Namun demikian, pelaksanaan CoreTax tidak terlepas dari tantangan struktural dan teknis. Pertama, proses migrasi data dari sistem lama ke platform baru memerlukan validasi ketat agar tidak terjadi kehilangan informasi atau inkonsistensi data. Kedua, diperlukan kesiapan sumber daya manusia, baik di internal DJP maupun di kalangan wajib pajak, untuk memahami mekanisme baru berbasis digital. Ketiga, isu keamanan siber dan privasi data menjadi perhatian utama, mengingat sistem ini mengelola informasi keuangan yang bersifat sangat sensitif. Sebagaimana disoroti oleh International Monetary Fund, keamanan dan integritas data merupakan prasyarat keberhasilan sistem administrasi pajak modern; kegagalan dalam aspek ini dapat menurunkan tingkat kepercayaan publik terhadap pemerintah.
Dari sisi tata kelola, keberhasilan implementasi CoreTax sangat bergantung pada sinkronisasi kebijakan dan komitmen kelembagaan. Diperlukan koordinasi erat antara Kementerian Keuangan, DJP, serta Kementerian Komunikasi dan Informatika untuk memastikan bahwa infrastruktur
digital, standar keamanan, dan regulasi data berjalan sejalan. Selain itu, penguatan aspek regulatif melalui Peraturan Menteri Keuangan (PMK) tentang tata kelola data pajak digital menjadi penting untuk memberikan landasan hukum yang jelas terhadap penggunaan teknologi dalam administrasi perpajakan. Kolaborasi dengan lembaga internasional seperti OECD dan World Bank juga berperan penting dalam memberikan panduan teknis dan praktik terbaik (best practices) dari negara-negara yang lebih dahulu mengimplementasikan sistem serupa, seperti Australia, Korea Selatan, dan Singapura.

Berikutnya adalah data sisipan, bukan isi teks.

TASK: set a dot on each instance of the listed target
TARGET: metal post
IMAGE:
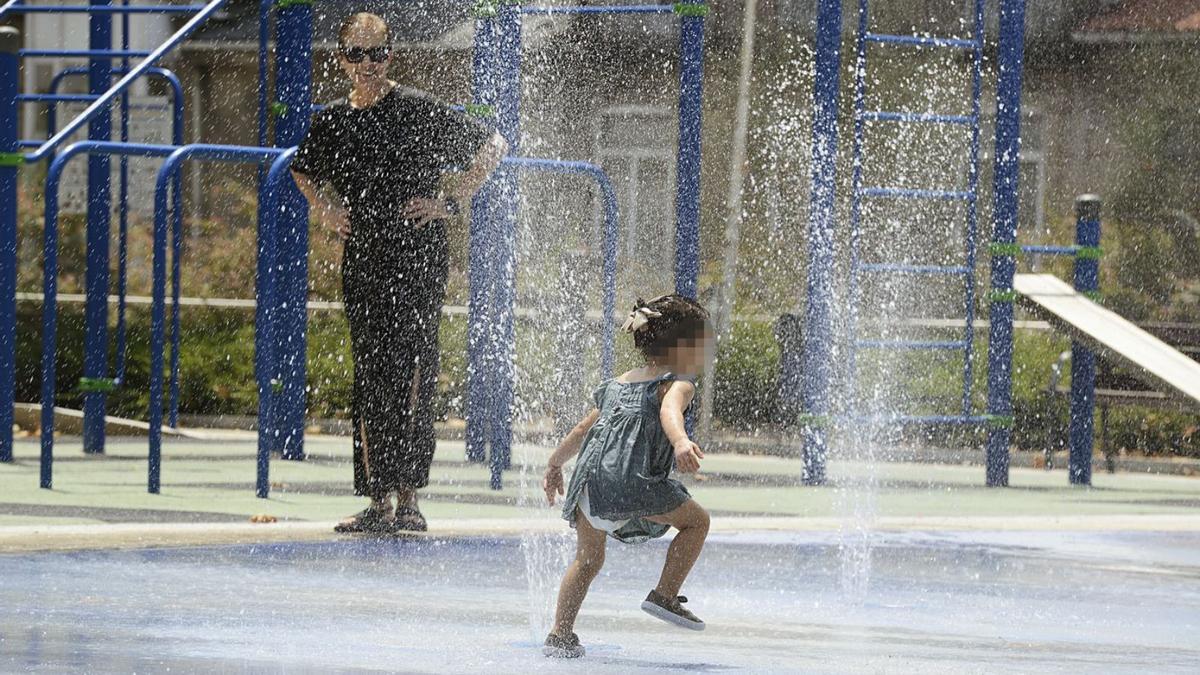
(1083, 360)
(505, 222)
(10, 163)
(478, 316)
(294, 88)
(1003, 261)
(691, 76)
(95, 357)
(819, 316)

Dalam konteks pembangunan ekonomi nasional, CoreTax berpotensi menjadi katalisator peningkatan tax ratio dan perluasan basis pajak melalui peningkatan transparansi dan penegakan hukum yang lebih efektif. Dengan sistem yang berbasis data dan berorientasi pada wajib pajak, DJP dapat merancang kebijakan yang lebih akurat dan responsif terhadap dinamika ekonomi digital. Hal ini selaras dengan visi Indonesia untuk membangun pemerintahan digital 2025 sebagaimana diamanatkan dalam Peraturan Presiden Nomor 95 Tahun 2018 tentang Sistem Pemerintahan Berbasis Elektronik (SPBE). Dengan demikian, CoreTax bukan hanya inovasi administratif, melainkan juga instrumen strategis dalam memperkuat kemandirian fiskal, mendorong transparansi publik, dan memperkuat kepercayaan masyarakat terhadap sistem perpajakan nasional.
Referensi
- Direktorat Jenderal Pajak (DJP). (2024). Laporan Perkembangan Implementasi CoreTax Administration System. Jakarta: Kementerian Keuangan Republik Indonesia.

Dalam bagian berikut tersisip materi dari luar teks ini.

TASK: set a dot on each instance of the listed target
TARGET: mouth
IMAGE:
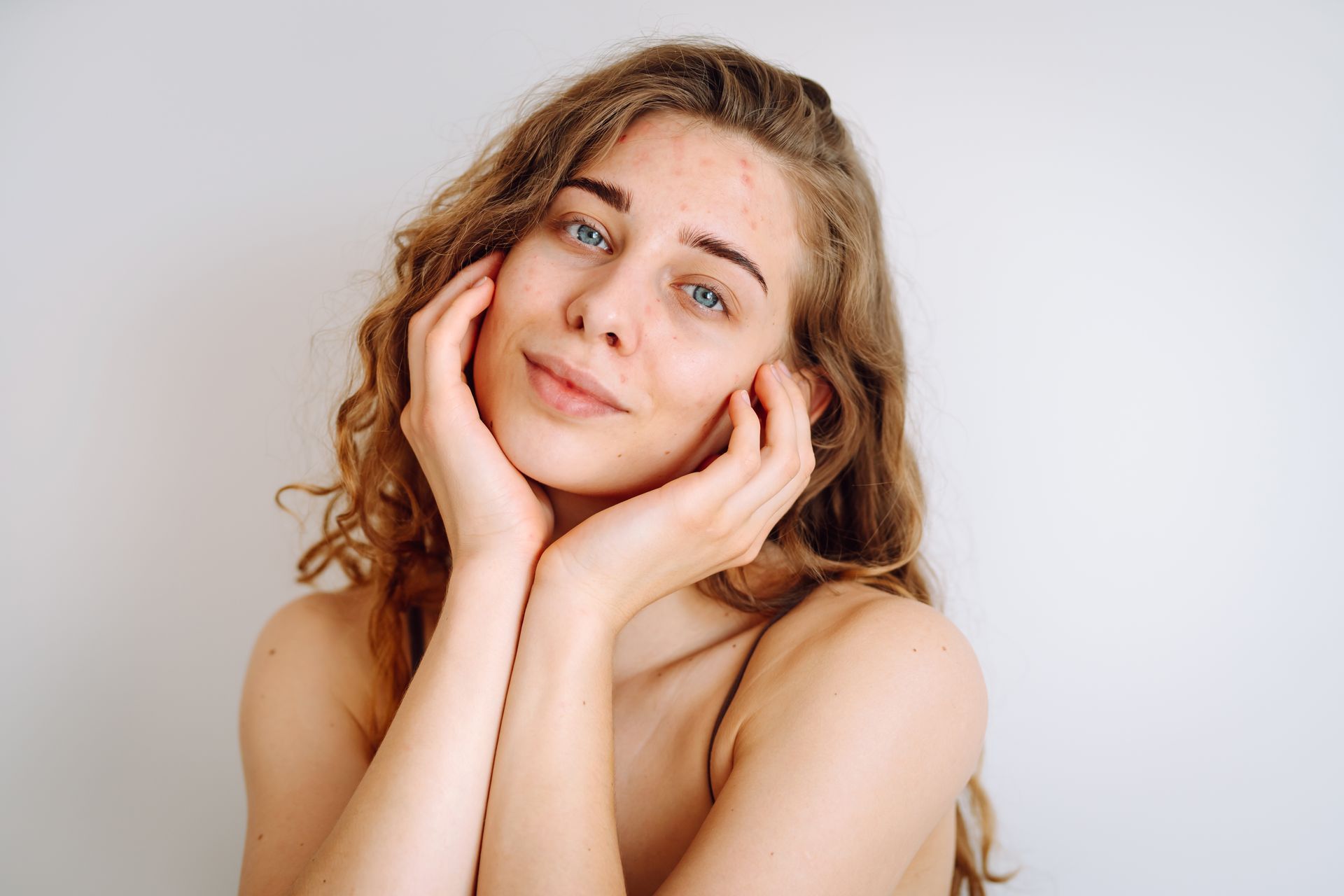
(565, 394)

- Kementerian Keuangan Republik Indonesia. (2023). Reformasi Perpajakan Jilid III: Modernisasi Administrasi Pajak Berbasis Teknologi Informasi. Jakarta: Kemenkeu Press.

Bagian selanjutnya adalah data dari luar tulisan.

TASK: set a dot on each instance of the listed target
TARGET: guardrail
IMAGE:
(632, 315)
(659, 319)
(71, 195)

- Kementerian Keuangan Republik Indonesia. (2024). Peraturan Menteri Keuangan tentang Tata Kelola Data dan Digitalisasi Administrasi Pajak. Jakarta: Kemenkeu.
- OECD. (2023). Tax Administration 3.0: The Digital Transformation of Tax Administration. Paris: OECD Publishing.
- World Bank. (2024). Modernizing Tax Administration in Emerging Economies: Lessons from Digital Reform. Washington, D.C.: World Bank Group.
- International Monetary Fund (IMF). (2023). Cybersecurity and Data Governance in Tax Administration. IMF Technical Note and Manual.
- Republik Indonesia. (2018). Peraturan Presiden Nomor 95 Tahun 2018 tentang Sistem Pemerintahan Berbasis Elektronik (SPBE). Jakarta: Sekretariat Negara.